Materialien 1969
Zur Sache
Die Abschaffung des § 218 sollte genauso unbefangen diskutiert und unmissverständlich gefördert werden wie die Abschaffung einer Reihe von anderen Paragraphen des geltenden Strafgesetzbuches, über deren Antiquiertheit und Inhumanität man sich inzwischen weitgehend einig ist. Selbstverständlich ist die Abtreibung weder medizinisch noch moralisch eine befriedigende Lösung. Solange aber die medikamentösen und sozialen Voraussetzungen für eine sicher wirkende und jedermann zugängliche Konzeptionsverhinderung nicht geschaffen sind, gehört zum Verfügungsrecht jeder Frau über ihren Körper auch das Recht, darüber zu bestimmen, ob sie ein Kind zur Welt oder nicht zur Welt bringen will; jedenfalls bis zu jenem Zeitpunkt der Schwangerschaft, von dem ab das Embryo lebensfähig wäre.

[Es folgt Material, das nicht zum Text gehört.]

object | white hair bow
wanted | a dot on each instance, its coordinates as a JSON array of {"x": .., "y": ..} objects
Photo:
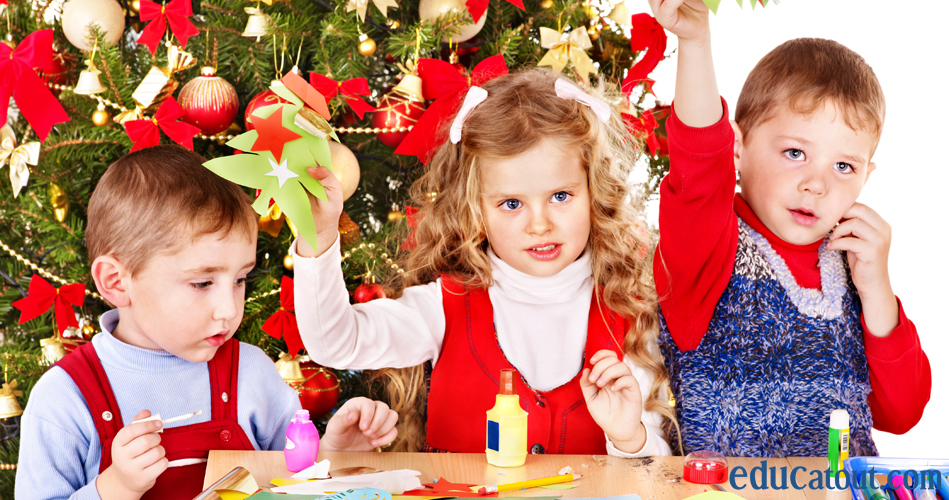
[
  {"x": 475, "y": 96},
  {"x": 568, "y": 91}
]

Zur Veröffentlichung der Reportage in konkret
Der Artikel ist sachlich geschrieben, sein Inhalt vernünftig. Er schildert das Wirken einer Gruppe, die sich in der Tat nach den heute geltenden Gesetzen strafbar macht. Aber er fordert keineswegs dazu auf, nun den Kontakt mit dieser Gruppe aufzunehmen. Sonst müsste man alle die vielen Schilderungen in unseren Zeitungen und Zeitschriften, etwa über die Tätigkeit von Rauschgiftringen oder sizilianischen Räuberbanden, für eine Aufforderung halten, sich am Handel mit Rauschgift zu beteiligen oder in der Mafia mitzuwirken. überdies geht es hier um eine Sache, bei der auch der konservativste Zeitgenosse denjenigen, die dazu auffordern, sich nicht an die Gesetze zu halten, die ethische Absicht und Haltung gerade nicht absprechen kann. Und was speziell die Jugendgefährdung angeht, so besteht sie hier nun wirklich und buchstäblich nicht in zu früher und – genauer und zu später Aufklärung.
Dr. Gerhard Sczesny, Vorsitzender der Humanistischen Union, München
konkret. Monatszeitung für Politik und Kultur 4 vom 10. Februar 1969, 12.